Such a small yet important word. Where would we be, how lonely a life, without friendship!
But where does it come from? This is a simple question to answer, because it is one of those words that have changed in meaning very little over the centuries. “Friend” comes to us from Middle English frende or freond, which came from Old English freond, meaning, of course, “friend”. As you can see, the form changed very little in that time. If we examine it a little closer, we will see that it is from Proto-Germanic root *frijondz, meaning “friend”, itself thought to be from the verb *frijojanan, which meant “to love”. Going back one step further, we come to the Proto-Indo-European root *pri- or *prei-, meaning “to like, to love”.
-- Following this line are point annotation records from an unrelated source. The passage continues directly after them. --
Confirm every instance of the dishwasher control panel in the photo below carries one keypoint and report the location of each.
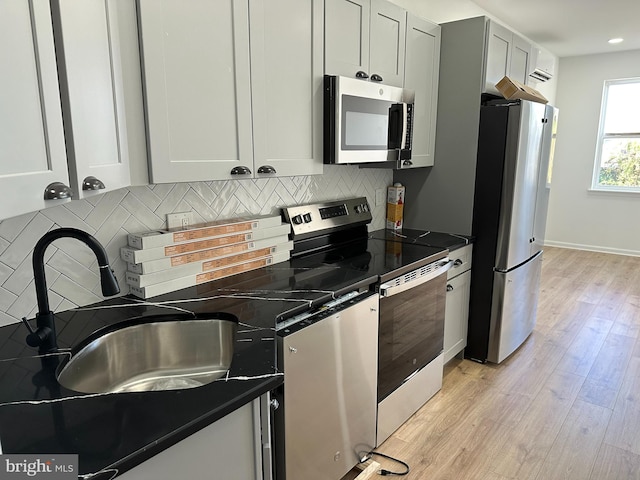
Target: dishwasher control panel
(304, 319)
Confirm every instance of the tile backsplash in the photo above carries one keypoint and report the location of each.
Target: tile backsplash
(71, 269)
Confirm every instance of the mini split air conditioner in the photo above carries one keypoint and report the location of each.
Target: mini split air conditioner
(542, 63)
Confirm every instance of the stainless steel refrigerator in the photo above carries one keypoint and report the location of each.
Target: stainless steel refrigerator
(509, 219)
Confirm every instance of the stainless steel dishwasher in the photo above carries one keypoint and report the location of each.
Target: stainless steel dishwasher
(327, 406)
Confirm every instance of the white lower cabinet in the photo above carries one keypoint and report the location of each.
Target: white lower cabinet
(231, 448)
(457, 303)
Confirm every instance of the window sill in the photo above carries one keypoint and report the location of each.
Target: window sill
(615, 192)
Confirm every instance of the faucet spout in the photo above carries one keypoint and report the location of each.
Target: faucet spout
(45, 335)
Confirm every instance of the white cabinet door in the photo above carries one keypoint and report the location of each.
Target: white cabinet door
(225, 449)
(365, 36)
(456, 315)
(197, 88)
(92, 96)
(387, 32)
(286, 86)
(421, 76)
(498, 55)
(347, 37)
(520, 55)
(32, 149)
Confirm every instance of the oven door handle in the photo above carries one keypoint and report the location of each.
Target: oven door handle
(388, 289)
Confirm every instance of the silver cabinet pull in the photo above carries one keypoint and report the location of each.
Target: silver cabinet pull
(266, 169)
(92, 183)
(57, 190)
(240, 170)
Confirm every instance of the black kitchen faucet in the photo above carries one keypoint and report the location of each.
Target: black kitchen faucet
(44, 336)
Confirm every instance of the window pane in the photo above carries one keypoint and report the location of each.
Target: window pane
(620, 162)
(623, 108)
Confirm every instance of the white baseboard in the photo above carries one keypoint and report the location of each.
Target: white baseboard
(592, 248)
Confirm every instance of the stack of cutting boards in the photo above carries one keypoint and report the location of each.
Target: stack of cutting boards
(162, 261)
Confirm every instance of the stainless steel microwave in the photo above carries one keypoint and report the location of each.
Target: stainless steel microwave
(366, 122)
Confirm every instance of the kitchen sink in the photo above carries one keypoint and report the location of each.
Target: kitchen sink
(152, 354)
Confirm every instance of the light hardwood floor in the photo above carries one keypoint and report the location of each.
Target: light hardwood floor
(566, 405)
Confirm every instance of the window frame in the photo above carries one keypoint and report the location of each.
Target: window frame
(602, 136)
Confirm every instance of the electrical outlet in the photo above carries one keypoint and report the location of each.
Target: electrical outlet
(179, 219)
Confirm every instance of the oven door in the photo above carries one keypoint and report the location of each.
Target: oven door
(411, 328)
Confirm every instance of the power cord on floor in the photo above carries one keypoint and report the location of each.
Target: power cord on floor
(382, 471)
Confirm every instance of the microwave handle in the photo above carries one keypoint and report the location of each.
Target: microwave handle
(397, 126)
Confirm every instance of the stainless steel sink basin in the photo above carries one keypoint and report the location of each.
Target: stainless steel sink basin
(156, 353)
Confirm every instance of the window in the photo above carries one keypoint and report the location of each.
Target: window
(617, 165)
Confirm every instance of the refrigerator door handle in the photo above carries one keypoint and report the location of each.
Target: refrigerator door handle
(530, 259)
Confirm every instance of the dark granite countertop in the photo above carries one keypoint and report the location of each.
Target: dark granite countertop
(117, 431)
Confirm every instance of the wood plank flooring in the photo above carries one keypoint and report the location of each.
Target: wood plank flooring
(565, 405)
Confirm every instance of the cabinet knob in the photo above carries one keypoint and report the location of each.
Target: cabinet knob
(266, 169)
(240, 170)
(57, 190)
(92, 183)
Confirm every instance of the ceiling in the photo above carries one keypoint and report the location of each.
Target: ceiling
(571, 27)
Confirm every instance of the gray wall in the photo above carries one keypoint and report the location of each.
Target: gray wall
(579, 217)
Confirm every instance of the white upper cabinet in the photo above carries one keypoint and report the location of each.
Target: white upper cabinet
(520, 59)
(507, 54)
(387, 32)
(286, 86)
(421, 76)
(224, 102)
(32, 149)
(61, 103)
(92, 95)
(365, 36)
(197, 87)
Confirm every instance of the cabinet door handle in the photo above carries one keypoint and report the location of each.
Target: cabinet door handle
(57, 190)
(240, 170)
(266, 169)
(92, 183)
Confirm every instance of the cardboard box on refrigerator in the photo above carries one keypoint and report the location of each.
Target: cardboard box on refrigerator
(512, 89)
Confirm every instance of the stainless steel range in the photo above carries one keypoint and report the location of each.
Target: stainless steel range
(355, 369)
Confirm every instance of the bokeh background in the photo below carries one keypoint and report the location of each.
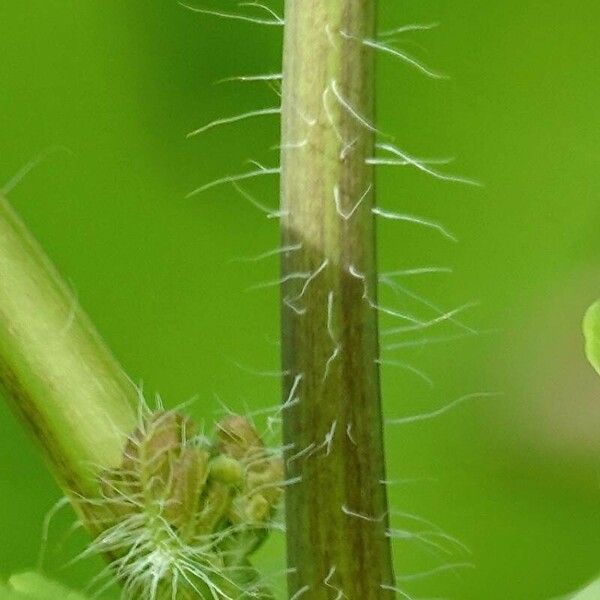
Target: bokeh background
(104, 94)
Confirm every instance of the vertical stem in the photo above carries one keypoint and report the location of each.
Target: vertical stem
(337, 510)
(55, 369)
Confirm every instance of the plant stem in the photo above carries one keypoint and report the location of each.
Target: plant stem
(337, 509)
(55, 370)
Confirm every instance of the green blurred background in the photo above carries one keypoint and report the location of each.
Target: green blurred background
(108, 90)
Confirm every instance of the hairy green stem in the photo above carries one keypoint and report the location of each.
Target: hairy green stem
(56, 371)
(336, 503)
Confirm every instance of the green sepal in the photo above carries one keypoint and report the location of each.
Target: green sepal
(591, 331)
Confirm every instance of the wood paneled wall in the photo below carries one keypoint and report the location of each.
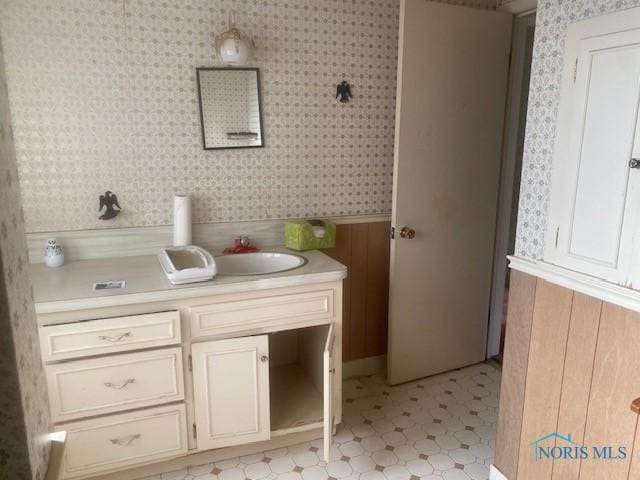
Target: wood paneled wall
(364, 249)
(572, 366)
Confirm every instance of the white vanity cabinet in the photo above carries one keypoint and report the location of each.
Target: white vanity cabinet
(595, 200)
(206, 370)
(251, 388)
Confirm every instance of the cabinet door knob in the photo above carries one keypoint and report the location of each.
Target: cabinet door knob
(115, 339)
(125, 442)
(119, 386)
(407, 233)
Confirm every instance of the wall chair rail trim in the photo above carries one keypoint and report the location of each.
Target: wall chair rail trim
(620, 295)
(134, 241)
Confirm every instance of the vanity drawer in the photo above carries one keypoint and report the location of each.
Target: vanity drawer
(120, 441)
(97, 337)
(249, 314)
(96, 386)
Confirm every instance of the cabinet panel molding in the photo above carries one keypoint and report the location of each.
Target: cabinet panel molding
(110, 335)
(244, 314)
(96, 386)
(231, 391)
(595, 199)
(549, 332)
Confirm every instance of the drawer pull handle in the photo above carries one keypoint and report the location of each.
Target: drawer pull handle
(115, 339)
(125, 442)
(121, 386)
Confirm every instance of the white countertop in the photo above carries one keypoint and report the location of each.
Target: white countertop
(70, 287)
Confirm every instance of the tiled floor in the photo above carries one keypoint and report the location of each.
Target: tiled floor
(442, 427)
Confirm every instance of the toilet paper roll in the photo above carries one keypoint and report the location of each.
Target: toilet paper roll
(181, 220)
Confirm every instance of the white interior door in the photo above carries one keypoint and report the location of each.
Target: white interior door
(452, 84)
(231, 391)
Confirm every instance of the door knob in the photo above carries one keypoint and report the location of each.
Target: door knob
(407, 233)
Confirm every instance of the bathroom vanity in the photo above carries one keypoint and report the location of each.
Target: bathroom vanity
(154, 372)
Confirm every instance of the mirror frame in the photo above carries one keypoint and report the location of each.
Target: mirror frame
(252, 69)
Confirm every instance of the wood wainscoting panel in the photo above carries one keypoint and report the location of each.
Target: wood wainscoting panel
(615, 384)
(576, 381)
(364, 248)
(377, 312)
(549, 331)
(514, 372)
(634, 470)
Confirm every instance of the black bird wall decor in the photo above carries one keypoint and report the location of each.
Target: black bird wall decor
(344, 92)
(109, 201)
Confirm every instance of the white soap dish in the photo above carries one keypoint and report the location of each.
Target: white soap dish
(187, 264)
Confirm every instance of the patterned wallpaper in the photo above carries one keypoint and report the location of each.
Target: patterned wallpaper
(551, 28)
(24, 408)
(103, 94)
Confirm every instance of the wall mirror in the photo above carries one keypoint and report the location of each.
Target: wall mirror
(230, 107)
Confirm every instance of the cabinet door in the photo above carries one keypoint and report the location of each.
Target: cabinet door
(231, 391)
(595, 198)
(329, 380)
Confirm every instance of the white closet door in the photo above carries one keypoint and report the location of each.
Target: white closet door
(595, 198)
(231, 391)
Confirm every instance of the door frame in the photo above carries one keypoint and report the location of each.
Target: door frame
(507, 179)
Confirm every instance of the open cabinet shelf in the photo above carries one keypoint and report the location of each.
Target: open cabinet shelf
(295, 401)
(296, 378)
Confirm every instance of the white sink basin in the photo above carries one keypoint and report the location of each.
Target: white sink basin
(260, 263)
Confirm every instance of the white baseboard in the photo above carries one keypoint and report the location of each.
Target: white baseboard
(519, 7)
(495, 474)
(364, 367)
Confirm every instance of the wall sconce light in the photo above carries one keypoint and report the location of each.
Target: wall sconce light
(232, 46)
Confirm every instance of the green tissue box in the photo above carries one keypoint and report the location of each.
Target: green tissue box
(303, 235)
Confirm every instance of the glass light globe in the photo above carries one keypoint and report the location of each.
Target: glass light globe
(234, 51)
(232, 46)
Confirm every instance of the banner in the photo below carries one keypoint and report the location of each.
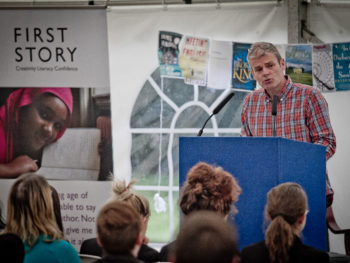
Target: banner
(57, 48)
(41, 50)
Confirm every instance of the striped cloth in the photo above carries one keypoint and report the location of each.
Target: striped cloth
(302, 115)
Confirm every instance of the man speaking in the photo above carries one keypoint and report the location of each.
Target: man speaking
(283, 108)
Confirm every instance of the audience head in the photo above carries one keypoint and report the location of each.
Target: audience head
(119, 228)
(56, 207)
(205, 237)
(123, 192)
(30, 209)
(259, 49)
(11, 249)
(286, 208)
(209, 188)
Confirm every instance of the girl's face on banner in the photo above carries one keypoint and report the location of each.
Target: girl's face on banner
(41, 122)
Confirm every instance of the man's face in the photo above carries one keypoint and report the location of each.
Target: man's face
(268, 72)
(40, 123)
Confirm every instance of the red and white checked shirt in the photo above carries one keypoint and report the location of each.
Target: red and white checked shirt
(302, 115)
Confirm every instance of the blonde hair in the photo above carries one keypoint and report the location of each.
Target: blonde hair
(123, 192)
(30, 210)
(205, 237)
(209, 188)
(118, 227)
(286, 203)
(259, 49)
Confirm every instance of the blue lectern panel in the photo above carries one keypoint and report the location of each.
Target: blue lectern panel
(258, 165)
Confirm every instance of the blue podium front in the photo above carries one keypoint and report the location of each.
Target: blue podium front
(258, 164)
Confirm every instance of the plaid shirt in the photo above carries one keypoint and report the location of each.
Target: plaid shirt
(302, 115)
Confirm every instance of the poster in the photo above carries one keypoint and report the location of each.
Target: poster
(168, 54)
(299, 63)
(322, 67)
(242, 77)
(59, 60)
(220, 66)
(341, 65)
(193, 59)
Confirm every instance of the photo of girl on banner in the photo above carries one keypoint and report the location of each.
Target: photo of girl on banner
(31, 119)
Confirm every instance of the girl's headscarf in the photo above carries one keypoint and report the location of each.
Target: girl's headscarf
(9, 115)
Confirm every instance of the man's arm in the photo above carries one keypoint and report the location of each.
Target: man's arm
(321, 130)
(244, 118)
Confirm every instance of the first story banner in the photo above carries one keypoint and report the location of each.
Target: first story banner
(57, 48)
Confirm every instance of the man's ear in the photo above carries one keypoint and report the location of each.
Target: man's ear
(236, 259)
(99, 241)
(139, 239)
(282, 63)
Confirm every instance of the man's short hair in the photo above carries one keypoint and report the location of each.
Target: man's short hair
(118, 227)
(205, 237)
(259, 49)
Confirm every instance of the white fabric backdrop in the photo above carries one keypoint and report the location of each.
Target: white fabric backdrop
(331, 24)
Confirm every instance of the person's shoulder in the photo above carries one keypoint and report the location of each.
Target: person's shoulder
(164, 252)
(305, 253)
(148, 254)
(256, 246)
(256, 252)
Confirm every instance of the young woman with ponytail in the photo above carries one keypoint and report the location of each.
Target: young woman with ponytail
(207, 187)
(286, 209)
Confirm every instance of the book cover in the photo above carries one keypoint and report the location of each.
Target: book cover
(341, 66)
(322, 68)
(168, 53)
(299, 63)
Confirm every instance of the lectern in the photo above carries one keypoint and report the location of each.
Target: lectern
(260, 163)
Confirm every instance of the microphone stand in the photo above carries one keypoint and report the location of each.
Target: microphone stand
(215, 111)
(205, 123)
(274, 113)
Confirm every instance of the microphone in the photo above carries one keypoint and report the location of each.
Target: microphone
(216, 110)
(274, 113)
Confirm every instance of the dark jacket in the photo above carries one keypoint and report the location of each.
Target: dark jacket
(146, 253)
(299, 253)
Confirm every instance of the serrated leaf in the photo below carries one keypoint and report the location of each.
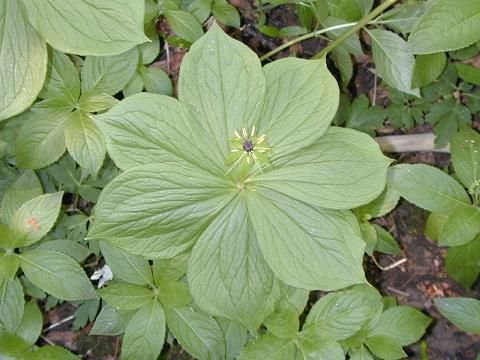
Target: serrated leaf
(35, 218)
(227, 274)
(108, 74)
(23, 60)
(31, 325)
(463, 312)
(149, 218)
(11, 304)
(125, 266)
(341, 170)
(118, 26)
(405, 325)
(466, 156)
(342, 314)
(428, 187)
(231, 102)
(446, 26)
(62, 78)
(461, 227)
(197, 332)
(144, 334)
(393, 61)
(111, 322)
(300, 92)
(41, 140)
(269, 347)
(25, 188)
(85, 142)
(126, 296)
(48, 270)
(184, 25)
(327, 251)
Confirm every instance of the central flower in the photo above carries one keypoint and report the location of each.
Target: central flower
(178, 193)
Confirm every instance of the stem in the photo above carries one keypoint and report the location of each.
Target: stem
(364, 21)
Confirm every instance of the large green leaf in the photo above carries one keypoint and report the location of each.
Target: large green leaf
(341, 170)
(144, 335)
(23, 60)
(85, 141)
(393, 60)
(342, 314)
(67, 25)
(49, 270)
(62, 78)
(35, 218)
(197, 332)
(12, 304)
(428, 187)
(158, 210)
(463, 312)
(227, 274)
(446, 25)
(308, 247)
(141, 130)
(41, 139)
(25, 188)
(222, 81)
(301, 101)
(108, 74)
If we take this to its logical conclusion, we find that the word “Friday” is in fact a cognate, a distant cousin, of “friend.” Friday is named for the Norse goddess Frigg or Frigga, whose name means “love” and derives from the same root.
Intriguingly, we see something similar happening in a number of other European languages. The Greek word for “friend” is φίλος (filos), which derives from the word φιλέω (fileo), which meant “to love”. Similarly, we see the Latin amor, amare (love, noun and verb) giving rise to amico in Italian, ami in French, amigo in Spanish, amigo in Portuguese.
Not only that, but if we look at the Slavic family of languages, we will see something very interesting. In Czech, the word for “friend” is přítel, in Slovak we find priateľ, in Polish it is przyjaciel, in Croatian príjatelj, and in Slovenian it is very similar (note the accents); prijátelj. All these words are clearly from the same source, and this is the intriguing part. They derive from the Proto-Slavic word *prijati, which, as I am sure you have guessed by now, is from Proto-Indo-European root *prei. This makes them ultimately cognates of the English word “friend”!